Genesis 18:5

ESV while I bring a morsel of bread, that you may refresh yourselves, and after that you may pass on — since you have come to your servant." So they said, "Do as you have said."
NIV Let me get you something to eat, so you can be refreshed and then go on your way—now that you have come to your servant." "Very well," they answered, "do as you say."
NASB and I will bring a piece of bread, so that you may refresh yourselves; after that you may go on, since you have visited your servant.' And they said, 'So do as you have said.'
CSB I will bring a bit of bread so that you may strengthen yourselves. This is why you have passed your servant’s way. Later, you can continue on." "Yes," they replied, "do as you have said."
NLT And since you’ve honored your servant with this visit, let me prepare some food to refresh you before you continue on your journey.' 'All right,' they said. 'Do as you have said.'
KJV And I will fetch a morsel of bread, and comfort ye your hearts; after that ye shall pass on: for therefore are ye come to your servant. And they said, So do, as thou hast said.
NKJV And I will bring a morsel of bread, that you may refresh your hearts. After that you may pass by, inasmuch as you have come to your servant.” They said, “Do as you have said.”
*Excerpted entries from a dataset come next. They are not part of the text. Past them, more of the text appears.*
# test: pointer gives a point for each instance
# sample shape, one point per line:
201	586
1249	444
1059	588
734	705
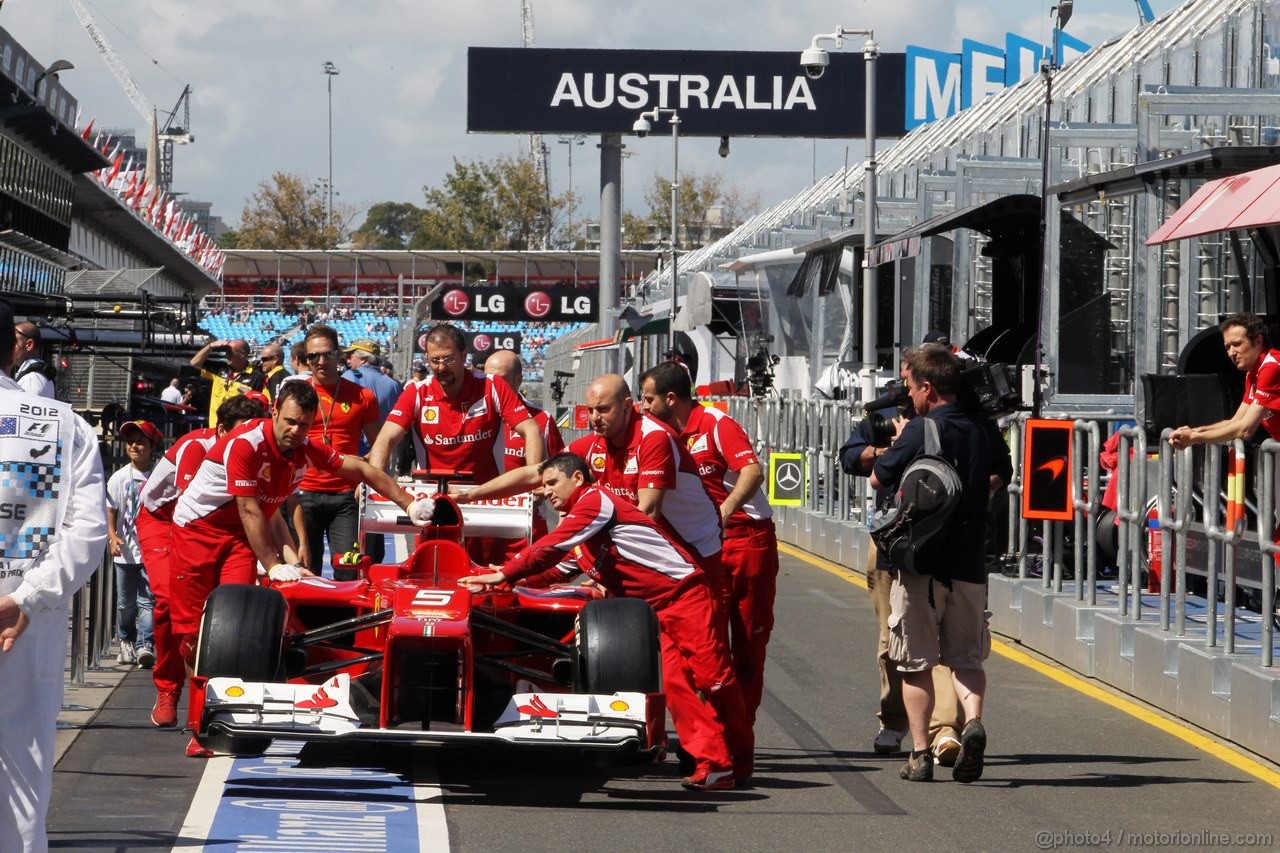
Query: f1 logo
456	302
538	305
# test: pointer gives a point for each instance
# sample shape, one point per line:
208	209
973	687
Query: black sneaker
973	744
918	766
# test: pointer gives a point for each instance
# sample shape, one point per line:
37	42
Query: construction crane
536	147
172	132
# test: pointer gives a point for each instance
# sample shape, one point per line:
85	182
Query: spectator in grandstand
168	480
460	416
622	548
133	598
273	368
228	518
362	369
347	413
28	369
233	377
42	573
732	477
941	617
172	393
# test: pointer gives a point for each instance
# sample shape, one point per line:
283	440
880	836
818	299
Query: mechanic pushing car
228	519
624	550
732	477
461	416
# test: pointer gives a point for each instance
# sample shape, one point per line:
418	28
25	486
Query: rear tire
241	635
616	648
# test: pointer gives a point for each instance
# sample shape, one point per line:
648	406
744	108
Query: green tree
389	224
489	204
286	211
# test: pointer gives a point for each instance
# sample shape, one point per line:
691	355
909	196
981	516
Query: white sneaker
888	742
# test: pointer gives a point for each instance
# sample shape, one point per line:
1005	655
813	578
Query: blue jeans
133	603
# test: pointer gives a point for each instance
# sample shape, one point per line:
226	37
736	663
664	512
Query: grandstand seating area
260	327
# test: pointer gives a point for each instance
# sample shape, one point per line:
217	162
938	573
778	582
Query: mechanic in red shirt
732	477
228	519
1248	346
169	477
507	365
624	550
347	413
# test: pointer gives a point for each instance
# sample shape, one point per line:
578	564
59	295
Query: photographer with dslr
941	616
858	456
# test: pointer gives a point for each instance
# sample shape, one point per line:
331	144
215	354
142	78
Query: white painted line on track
204	804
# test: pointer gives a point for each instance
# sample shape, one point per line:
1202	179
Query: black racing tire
616	648
241	635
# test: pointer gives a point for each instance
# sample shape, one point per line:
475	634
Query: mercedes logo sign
456	302
787	477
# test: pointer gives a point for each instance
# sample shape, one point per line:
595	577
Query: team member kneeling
227	521
630	555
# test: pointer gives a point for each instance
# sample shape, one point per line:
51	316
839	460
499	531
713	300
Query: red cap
147	430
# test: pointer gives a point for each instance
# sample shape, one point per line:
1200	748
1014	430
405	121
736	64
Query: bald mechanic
54	534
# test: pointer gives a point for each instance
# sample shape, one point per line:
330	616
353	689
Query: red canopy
1247	200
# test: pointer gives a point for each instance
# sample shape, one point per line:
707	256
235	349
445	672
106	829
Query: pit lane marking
1063	676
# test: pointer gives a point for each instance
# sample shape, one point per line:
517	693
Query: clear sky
400	101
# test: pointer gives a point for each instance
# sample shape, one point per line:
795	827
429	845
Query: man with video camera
941	616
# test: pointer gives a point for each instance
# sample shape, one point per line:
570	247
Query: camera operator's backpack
912	533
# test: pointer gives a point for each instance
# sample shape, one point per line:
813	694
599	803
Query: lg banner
511	304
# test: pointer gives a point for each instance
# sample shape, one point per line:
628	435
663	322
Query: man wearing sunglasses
234	377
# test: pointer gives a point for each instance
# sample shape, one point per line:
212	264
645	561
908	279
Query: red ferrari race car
405	655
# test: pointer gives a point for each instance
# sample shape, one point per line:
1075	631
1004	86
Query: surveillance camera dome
814	62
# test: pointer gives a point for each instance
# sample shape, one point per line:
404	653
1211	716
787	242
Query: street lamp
1048	68
577	138
814	59
330	71
641	128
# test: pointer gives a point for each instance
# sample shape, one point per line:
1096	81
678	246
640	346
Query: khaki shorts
952	632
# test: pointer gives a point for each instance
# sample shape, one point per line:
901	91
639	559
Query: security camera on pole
814	59
641	128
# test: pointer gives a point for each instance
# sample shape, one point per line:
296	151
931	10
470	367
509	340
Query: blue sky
400	101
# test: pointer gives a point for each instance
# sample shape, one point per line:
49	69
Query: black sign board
511	304
717	92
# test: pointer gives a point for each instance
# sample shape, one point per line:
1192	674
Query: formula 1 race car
405	655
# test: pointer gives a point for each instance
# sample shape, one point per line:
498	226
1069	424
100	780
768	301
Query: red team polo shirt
653	459
247	463
342	415
1262	386
464	434
721	448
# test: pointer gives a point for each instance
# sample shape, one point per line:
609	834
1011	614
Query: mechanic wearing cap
228	518
508	366
169	478
732	477
347	414
133	597
237	377
460	416
621	547
55	537
28	369
362	369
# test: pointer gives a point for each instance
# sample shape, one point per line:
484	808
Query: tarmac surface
1064	770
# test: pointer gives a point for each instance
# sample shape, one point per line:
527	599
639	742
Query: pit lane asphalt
1063	770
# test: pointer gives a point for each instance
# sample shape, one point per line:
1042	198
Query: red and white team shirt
1262	386
615	543
653	459
513	450
174	471
465	433
247	463
721	448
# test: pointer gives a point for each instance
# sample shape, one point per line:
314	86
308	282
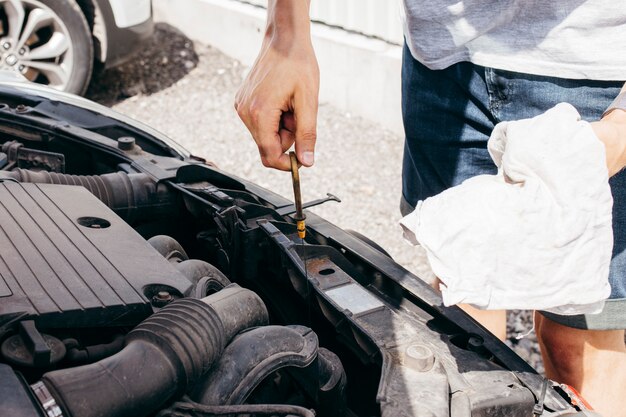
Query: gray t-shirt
580	39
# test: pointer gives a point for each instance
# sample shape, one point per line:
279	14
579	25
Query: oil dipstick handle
295	177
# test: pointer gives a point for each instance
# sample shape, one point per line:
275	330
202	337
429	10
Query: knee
562	347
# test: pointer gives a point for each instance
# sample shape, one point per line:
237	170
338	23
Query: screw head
11	60
126	143
419	357
164	295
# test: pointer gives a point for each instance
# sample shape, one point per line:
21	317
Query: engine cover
68	261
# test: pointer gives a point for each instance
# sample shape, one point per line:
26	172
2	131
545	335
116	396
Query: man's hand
278	100
611	130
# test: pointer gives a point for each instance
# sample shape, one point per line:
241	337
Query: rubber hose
130	196
163	356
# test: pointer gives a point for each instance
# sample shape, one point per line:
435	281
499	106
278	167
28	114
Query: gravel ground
186	90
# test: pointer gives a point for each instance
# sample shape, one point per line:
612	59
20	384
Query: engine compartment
137	280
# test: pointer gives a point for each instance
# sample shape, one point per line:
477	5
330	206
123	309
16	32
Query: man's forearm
288	19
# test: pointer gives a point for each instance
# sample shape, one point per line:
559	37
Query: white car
58	42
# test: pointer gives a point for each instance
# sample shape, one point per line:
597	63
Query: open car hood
138	280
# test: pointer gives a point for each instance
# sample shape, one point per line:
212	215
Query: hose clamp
46	400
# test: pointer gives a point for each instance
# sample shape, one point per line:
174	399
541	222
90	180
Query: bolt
11	60
126	143
419	357
164	296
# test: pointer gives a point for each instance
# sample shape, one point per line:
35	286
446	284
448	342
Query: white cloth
535	236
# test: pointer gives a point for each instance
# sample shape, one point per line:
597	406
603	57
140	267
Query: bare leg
591	361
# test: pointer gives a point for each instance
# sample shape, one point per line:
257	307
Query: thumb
305	112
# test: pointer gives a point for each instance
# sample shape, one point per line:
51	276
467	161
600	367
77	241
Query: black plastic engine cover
68	261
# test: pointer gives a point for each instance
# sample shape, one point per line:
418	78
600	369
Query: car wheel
47	41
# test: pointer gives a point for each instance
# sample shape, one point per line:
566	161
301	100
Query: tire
59	53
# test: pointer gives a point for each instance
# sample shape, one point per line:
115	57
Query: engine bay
139	280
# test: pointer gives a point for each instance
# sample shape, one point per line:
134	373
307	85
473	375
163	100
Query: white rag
535	236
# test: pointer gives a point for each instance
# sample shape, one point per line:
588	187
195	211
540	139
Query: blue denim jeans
448	116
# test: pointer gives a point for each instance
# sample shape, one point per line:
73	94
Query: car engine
139	280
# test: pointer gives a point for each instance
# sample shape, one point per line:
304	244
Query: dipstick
295	177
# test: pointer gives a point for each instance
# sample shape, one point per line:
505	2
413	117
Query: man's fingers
305	113
268	139
287	139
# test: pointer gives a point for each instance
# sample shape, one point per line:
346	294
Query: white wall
359	74
378	18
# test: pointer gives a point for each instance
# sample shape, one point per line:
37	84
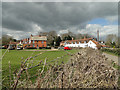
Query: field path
112	57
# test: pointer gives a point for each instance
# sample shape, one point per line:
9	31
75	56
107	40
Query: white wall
92	45
77	45
83	45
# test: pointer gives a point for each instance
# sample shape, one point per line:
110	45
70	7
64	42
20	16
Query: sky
21	19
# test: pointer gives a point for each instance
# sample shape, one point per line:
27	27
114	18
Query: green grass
14	56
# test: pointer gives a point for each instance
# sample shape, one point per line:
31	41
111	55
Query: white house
93	44
86	42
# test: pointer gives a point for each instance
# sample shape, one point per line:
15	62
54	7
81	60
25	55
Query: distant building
35	41
86	42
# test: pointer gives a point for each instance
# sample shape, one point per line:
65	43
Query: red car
67	48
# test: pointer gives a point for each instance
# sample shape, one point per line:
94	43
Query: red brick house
35	41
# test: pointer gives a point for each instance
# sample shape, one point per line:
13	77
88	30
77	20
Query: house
35	41
86	42
94	44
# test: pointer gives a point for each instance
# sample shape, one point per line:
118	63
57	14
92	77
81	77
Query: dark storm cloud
53	16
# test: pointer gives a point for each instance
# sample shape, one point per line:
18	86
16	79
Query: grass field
15	57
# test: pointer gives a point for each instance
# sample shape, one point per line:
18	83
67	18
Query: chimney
72	38
98	35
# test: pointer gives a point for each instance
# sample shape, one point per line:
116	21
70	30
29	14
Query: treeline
54	39
114	51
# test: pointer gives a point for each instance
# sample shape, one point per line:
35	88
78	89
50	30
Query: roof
79	40
105	46
37	37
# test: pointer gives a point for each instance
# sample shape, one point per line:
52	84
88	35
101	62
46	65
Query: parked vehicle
19	46
67	48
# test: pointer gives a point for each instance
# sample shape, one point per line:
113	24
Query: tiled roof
80	40
37	37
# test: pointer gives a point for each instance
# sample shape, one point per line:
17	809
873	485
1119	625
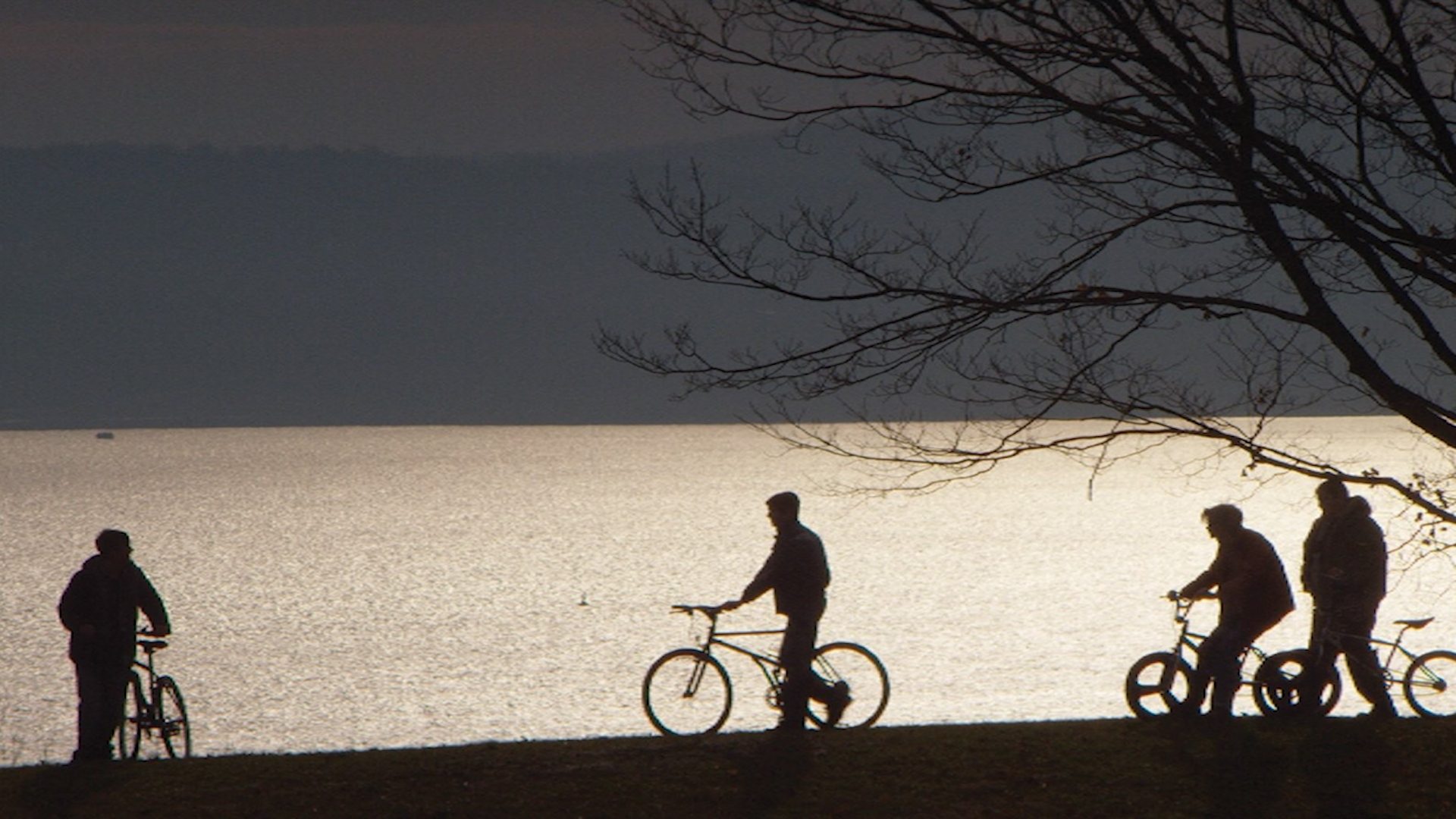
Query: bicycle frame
1392	648
767	664
1188	639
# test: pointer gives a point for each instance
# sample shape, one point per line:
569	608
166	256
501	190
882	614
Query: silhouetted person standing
1345	572
799	573
99	608
1253	596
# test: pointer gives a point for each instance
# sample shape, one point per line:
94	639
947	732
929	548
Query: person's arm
764	580
73	608
152	607
1210	577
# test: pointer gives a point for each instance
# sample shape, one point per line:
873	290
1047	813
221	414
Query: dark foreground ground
1253	767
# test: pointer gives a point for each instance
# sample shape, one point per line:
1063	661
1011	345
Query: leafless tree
1260	186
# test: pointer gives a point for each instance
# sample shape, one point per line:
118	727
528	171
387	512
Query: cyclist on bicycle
799	573
1345	572
99	610
1253	596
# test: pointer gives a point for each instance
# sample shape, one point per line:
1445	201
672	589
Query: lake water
375	588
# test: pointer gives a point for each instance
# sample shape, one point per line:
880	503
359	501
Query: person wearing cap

What does Genesis 18:5 mean?

Abraham continues to plead with the three men who appeared near his tent not to leave too quickly. One of the men is the Lord in human form. The other two are angels also disguised as humans.

After asking them to receive rest and water and the washing of their feet in the previous verse, Abraham now includes the offer of a morsel of bread before they pass on. As the following verses will reveal, Abraham is vastly understating the meal he plans to provide.

Abraham, a wealthy and powerful man with many servants, refers to himself as the servant of these men. Indeed, he acts as if he were a servant eager to please his master. This might have been Abraham's way of expressing his culture's typical approach to hospitality. Or, his extravagant response might have been because he knew, immediately, with whom he was speaking.

Finally, the strangers agree to wait while Abraham provides for their refreshment.